The Power of Habit -- Book Review

All our life, so far as it has definite form, is but a mass of habits,— practical, emotional, and intellectual,— systematically organized for our weal or woe, and bearing us irresistibly toward our destiny, whatever the latter may be. -- William James

The Power of Habit: Why We Do What We Do in Life and Business 
By Charles Duhigg

A few months ago I was roaming the library as I tend to do with a pile of books in my hand. One of them was The Power of Habit. A friend passing by saw this in the pile and told me I must read it and that she'd been the one who requested the library to get it in the first place. Today after an exam and a short walk I felt encouraged to read something inspiring and after browsing the shelves I saw the shiny yellow spine of this book and thought why not?

Why this book works as opposed to a vast number of self-help books out in the market is that it does not profess to change you. All it aims is to have you analyze your habits and find ways to replace them with better habits if you wish to. It does this through a mixture of science/cognitive behavioral techniques and extended case studies of habit formation in popular culture.

One of the central arguments uses the following case study to illustrate it. The book posits that Americans in the 60s simply didn't brush their teeth. For a company manufacturing tooth paste, this was an issue as no matter how carefully a recipe for tooth paste was made, it was not an item people bought regularly.
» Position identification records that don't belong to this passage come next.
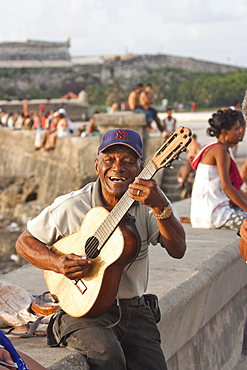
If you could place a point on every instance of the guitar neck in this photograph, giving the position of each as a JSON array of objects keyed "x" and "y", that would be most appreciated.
[{"x": 121, "y": 208}]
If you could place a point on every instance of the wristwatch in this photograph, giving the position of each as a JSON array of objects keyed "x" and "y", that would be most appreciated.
[{"x": 167, "y": 212}]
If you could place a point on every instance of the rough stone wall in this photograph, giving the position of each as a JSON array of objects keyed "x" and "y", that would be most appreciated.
[
  {"x": 34, "y": 50},
  {"x": 133, "y": 68}
]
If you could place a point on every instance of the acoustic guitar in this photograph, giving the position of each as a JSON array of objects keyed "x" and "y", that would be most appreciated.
[{"x": 110, "y": 240}]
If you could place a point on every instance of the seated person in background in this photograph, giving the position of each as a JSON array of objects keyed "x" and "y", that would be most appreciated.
[
  {"x": 169, "y": 124},
  {"x": 9, "y": 355},
  {"x": 68, "y": 120},
  {"x": 46, "y": 139},
  {"x": 146, "y": 101},
  {"x": 134, "y": 99},
  {"x": 217, "y": 200},
  {"x": 91, "y": 129}
]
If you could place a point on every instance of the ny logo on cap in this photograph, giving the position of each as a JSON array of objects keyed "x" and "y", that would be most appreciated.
[{"x": 122, "y": 135}]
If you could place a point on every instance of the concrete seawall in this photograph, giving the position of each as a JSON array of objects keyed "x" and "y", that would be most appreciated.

An advertising executive soon realized that if he highlighted the 'film' that grows on teeth (plaque) a few minutes after eating something sugary, and used the flashy bright smiles of popular film stars as examples of people who had brushed their teeth with Pepsodent (the name of the toothpaste they were selling) then people would associate the glamour of the film stars with brushing their teeth with Pepsodent.

However, this too didn't work. After much deliberation over why even then the toothpaste wasn't selling, they realized that they needed to make the customers feel like a transformation was happening in their mouths. They added an ingredient to cause the mouth to tingle after using the toothpaste, a sensation which people immediately associated with clean teeth--film stars. Soon they began to crave the tingling refreshing feeling and would brush their teeth for that sensation. Brushing teeth became a habit, as people got addicted/habituated to the tingling sensation. Sales boomed, and tooth paste became a regular staple in every American house hold.

Identifying the process behind the beginning of a habit is central to this book as it can be applied to virtually every habit one has. Understanding every component of the habit loop is how people can successfully make and/or break habits. The highly successful Alcoholic's Anonymous also uses this technique--identifying what triggers drinking (the cue), discovering what exactly the craving is for (is it really for the drink? or the feelings of success or forgetfulness?) and finding new or alternative reward systems.

The strength of this book lies in the first two chapters, where these examples are laid out and the basic rubric and set up of a habit is explained. I think if one was short on time, reading the first two chapters is sufficient to getting the most out of the book. It's a simple cycle but crucial and freeing if used well.

What I liked most about this book was the final chapter--habit formation and free will. The book--rightly, in my opinion--implies that our daily actions are informed nearly 90% by habits, rather than by active choices on our part. As such, old cycles, old failures tend to repeat on loop. As for those with serious addictions (gambling, drinking, etc) it may even feel like they don't have free will if the brain (as the book illustrates through scientific experiments) goes on autopilot. The important point the chapter relays is that while one may not have a choice once the habit is formed one can create a new habit of one's own choosing to counter it.  So yes, maybe there is no free will once a particular habit is created, however, a person can consciously create habits (and create "determination") of their own choosing. This might not be the most intellectual or even complex point, but to me it was ground breaking because of its simplicity and its approach towards excuses or helplessness.

The book is clearly written, and uses engaging and convincing examples to explain its stance. It is, however, a bloated and repetitious book--so my advice for the optimal reading experience is to read the first two and last chapter, as well as the final epilogue which delves a little into how these principles can be applied to one's life. It's not a profound or even philosophical book, but it can be inspiring for those who need that little push to investigate and become more self aware of their habits and their ways of life.